Nous en sommes à 6,6 milliards $, quatre fois l’estimation initiale, et on n’a aucune idée de la facture finale.
Dix ans après son implantation, le système Phénix de gestion de la paie des fonctionnaires fédéraux continue à pourrir la vie de nombreuses personnes.
Coût jusqu’ici : 4,3 milliards $. Coût estimé initialement : 309 millions $. Un dépassement de 1034 %.
La première version de l’application ArriveCAN, pour donner son statut vaccinal quand on entre au pays, devait coûter 80 000 $, mais aura fini par coûter aux contribuables autour de 59,5 millions $ selon la Vérificatrice générale.
Devant ces catastrophes absolues, devant ces scandales hallucinants, la grogne populaire n’atteint pas le niveau de la colère.
Ottawa met le couvercle sur la marmite et s’en sort sans trop de dégâts.
Le gouvernement fédéral a-t-il mis sur pied des commissions d’enquête publiques pour faire toute la lumière ?
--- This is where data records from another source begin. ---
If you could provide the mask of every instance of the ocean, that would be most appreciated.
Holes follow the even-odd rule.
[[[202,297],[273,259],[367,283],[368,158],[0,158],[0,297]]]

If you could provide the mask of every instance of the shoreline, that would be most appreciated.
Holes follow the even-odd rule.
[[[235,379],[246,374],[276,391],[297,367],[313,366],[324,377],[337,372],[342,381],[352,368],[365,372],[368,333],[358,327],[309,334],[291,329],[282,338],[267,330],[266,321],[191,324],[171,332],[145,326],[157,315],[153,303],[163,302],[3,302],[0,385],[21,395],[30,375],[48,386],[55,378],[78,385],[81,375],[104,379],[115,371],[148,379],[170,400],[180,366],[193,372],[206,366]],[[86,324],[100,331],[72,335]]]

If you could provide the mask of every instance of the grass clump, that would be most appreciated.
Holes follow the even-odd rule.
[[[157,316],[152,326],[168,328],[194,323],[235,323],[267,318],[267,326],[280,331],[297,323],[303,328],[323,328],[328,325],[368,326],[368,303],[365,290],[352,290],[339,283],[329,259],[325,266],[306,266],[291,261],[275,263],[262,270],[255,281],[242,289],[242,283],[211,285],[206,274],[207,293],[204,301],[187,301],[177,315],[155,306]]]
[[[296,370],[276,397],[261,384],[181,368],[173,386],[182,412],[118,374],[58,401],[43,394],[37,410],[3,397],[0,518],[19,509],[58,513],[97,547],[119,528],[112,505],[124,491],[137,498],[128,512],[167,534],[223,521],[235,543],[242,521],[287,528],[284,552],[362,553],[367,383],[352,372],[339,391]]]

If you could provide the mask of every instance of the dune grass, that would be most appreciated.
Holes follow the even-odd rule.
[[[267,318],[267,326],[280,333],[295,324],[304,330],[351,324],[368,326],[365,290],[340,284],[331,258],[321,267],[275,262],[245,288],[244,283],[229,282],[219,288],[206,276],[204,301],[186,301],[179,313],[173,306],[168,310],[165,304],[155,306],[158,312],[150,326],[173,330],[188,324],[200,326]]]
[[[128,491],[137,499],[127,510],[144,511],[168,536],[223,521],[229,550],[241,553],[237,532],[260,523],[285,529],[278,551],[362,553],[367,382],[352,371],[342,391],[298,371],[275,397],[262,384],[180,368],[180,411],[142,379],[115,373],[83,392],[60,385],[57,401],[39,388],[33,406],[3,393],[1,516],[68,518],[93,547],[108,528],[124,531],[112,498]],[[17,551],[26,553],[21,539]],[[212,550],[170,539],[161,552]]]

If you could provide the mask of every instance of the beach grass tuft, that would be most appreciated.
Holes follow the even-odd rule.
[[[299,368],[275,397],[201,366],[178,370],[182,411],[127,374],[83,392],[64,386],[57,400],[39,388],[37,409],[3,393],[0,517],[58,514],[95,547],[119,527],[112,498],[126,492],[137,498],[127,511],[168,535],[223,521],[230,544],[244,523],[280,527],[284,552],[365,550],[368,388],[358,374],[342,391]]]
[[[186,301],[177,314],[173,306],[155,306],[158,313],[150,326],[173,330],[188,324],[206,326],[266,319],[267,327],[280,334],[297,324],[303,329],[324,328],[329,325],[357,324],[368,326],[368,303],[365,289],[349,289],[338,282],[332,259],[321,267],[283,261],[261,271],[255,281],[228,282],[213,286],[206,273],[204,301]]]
Le très discret Comité permanent des comptes publics a demandé des documents et entendu les ministres.
Avez-vous suivi cela à la télévision ? En avez-vous jasé entre amis ? Moi non plus.
Imaginez le degré d’indignation si ces affaires étaient survenues au gouvernement du Québec.
On se battrait dans les autobus.
On voudrait envoyer en prison les responsables.
Quand Ottawa lance des commissions d’enquête d’envergure, ce n’est jamais sur ses propres dérapages.
C’est toujours sur des sujets certes légitimes, mais qui lui permettent surtout de montrer sa compassion : pandémie, tueries de masse, femmes autochtones, etc.
Ce double standard est partout.
Quand les provinces canadiennes mirent sur pied leurs programmes d’assurance maladie, Ottawa s’était engagé à payer 50 % des coûts.
Ottawa paie aujourd’hui 22 %.
Mais qui blâme-t-on exclusivement pour les problèmes en santé ? Québec.
Trop de Québécois pardonnent tout ou presque à Ottawa.